T.C. İstanbul Anadolu 11. ASLİYE TİCARET MAHKEMESİ
ESAS NO: 2019/379 Esas
KARAR NO: 2022/236
KARAR TARİHİ: 08/04/2022
Mahkememizde görülmekte olan Alacak (Ticari Satımdan Kaynaklanan) davasının yapılan açık yargılaması sonunda,
GEREĞİ DÜŞÜNÜLDÜ:
TALEP:
Davacı vekili dava dilekçesinde özetle; Davacı yanın —– tarihinde harçlandırdığı dava dilekçesi ile ikame ettiği davada özetle, davacının davalıya ait ——tarihinde —– fatura bedeliylef satın aldığını, davalını araçta bir sorun olmadığını beyan ve taahhüt ettiğini, aracın tüm servis işlemlerinin de daha sonra yetkili serviste yapıldığını, aracın olağan servis İşleri dışında tamir-bakım için tamirci veya servise gitmediğini, ancak ——tarihinde dava konusu araç ile ilgili ekspertiz yapma gereğinin ortaya çıkması sonucu, aracın sol ön çamurluğu ve her iki sol kapısında boya olduğunun belirlendiğini, aracın buna nazaran davalının —— götürüldüğünü, aracın orada bir gün kaldığını, ama davalı yanca sonuç hakkında davacıya bilgi verilmediğini, davalı yana davatı yanca yazılan yazıya da davalının cevap vermediğini, davalının kendine yollanan ihtara da cevap vermediğini, öte yandan ‘dava şartı- zorunlu arabuluculuk sürecinde davalı yanın “araç davacıda iken hasarlandı” savunması yaptığını savlamış, TBK md. 227/1-2 hükmünden hareketle şimdilik kaydı ile ——-aracın satışı tarihinden başlayacak ticari faiz işletilmesiyle birlikte davalıdan alınıp davacıya verilmesi yönünde hüküm kurulmasını talep ve dava etmiştir.

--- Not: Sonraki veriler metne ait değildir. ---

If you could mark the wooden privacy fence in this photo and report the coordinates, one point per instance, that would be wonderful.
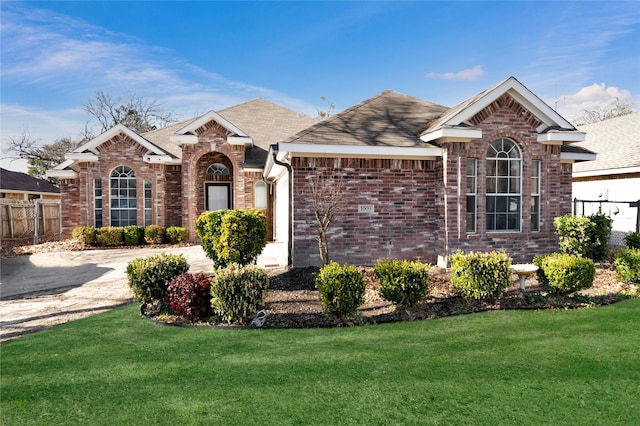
(38, 220)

Davalı vekili cevap dilekçesinde özetle; Davalı yanın —— tanzim tarihli dilekçe ile araçta ayıp /gizli ayıp veya üretim hatası bulunmadığını, davaya konu araçtan faydalanma söz konusu olmadığını, araçta teknik müdahale gerektirecek bir sorun veya arızanın bulunmadığını, bu meyanda davalı yan önce yetki itirazı ve zamanaşımı savunması ileri sürmüş, ayrıca davacının ihbar yükümünü yasada belirlenen sürede ileri sürmediğini dermeyan ettiğini, araçta ayıp/gizli ayıp veya üretim hatası olmadığını beyan ile aracın hala kullanılmaya devam edildiğini bildirip, davacının şikâyetlerinin gerçeği yansıtmadığını savlamış ve davanın reddini talep etmiştir.

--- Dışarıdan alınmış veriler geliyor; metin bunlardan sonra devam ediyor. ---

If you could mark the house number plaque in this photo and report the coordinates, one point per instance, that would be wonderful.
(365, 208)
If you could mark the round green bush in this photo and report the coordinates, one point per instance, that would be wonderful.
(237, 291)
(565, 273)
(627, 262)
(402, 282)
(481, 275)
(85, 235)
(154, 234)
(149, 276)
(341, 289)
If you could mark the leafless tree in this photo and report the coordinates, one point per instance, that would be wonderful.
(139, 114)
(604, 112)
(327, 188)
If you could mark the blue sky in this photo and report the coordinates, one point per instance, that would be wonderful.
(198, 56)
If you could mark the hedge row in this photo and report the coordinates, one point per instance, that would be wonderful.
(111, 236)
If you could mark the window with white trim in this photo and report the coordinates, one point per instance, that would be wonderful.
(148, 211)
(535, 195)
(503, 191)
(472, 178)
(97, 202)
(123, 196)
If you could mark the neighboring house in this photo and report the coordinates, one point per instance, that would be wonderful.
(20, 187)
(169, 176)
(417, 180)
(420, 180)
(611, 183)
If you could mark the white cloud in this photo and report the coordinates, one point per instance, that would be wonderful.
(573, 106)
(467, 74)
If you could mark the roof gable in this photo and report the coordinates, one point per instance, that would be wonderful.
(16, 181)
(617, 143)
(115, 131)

Taraflara tebligat yapılarak taraf teşkili sağlanmıştır.
Tarafların uhdesinde olan tüm delilleri ibraz ettikleri, getirtilmesi gereken delilleri ilgili yerlerden getirtilerek dosya içine alınmıştır.
Dosya tüm delillerin ibrazından sonra konusunda uzman teknik bilirkişiye tevdi edilmiş, teknik bilirkişi ayrıntılı raporunu ibraz etmiştir.
İNCELEME VE GEREKÇE :
Dava, davacının davalıdan satın almış olduğu aracın gizli ayıplı olması sebebiyle davacının ”aracı alıkoyup ayıp oranında satış bedelinden indirim isteme” seçimlik hakkını kullanması talebine ilişkindir.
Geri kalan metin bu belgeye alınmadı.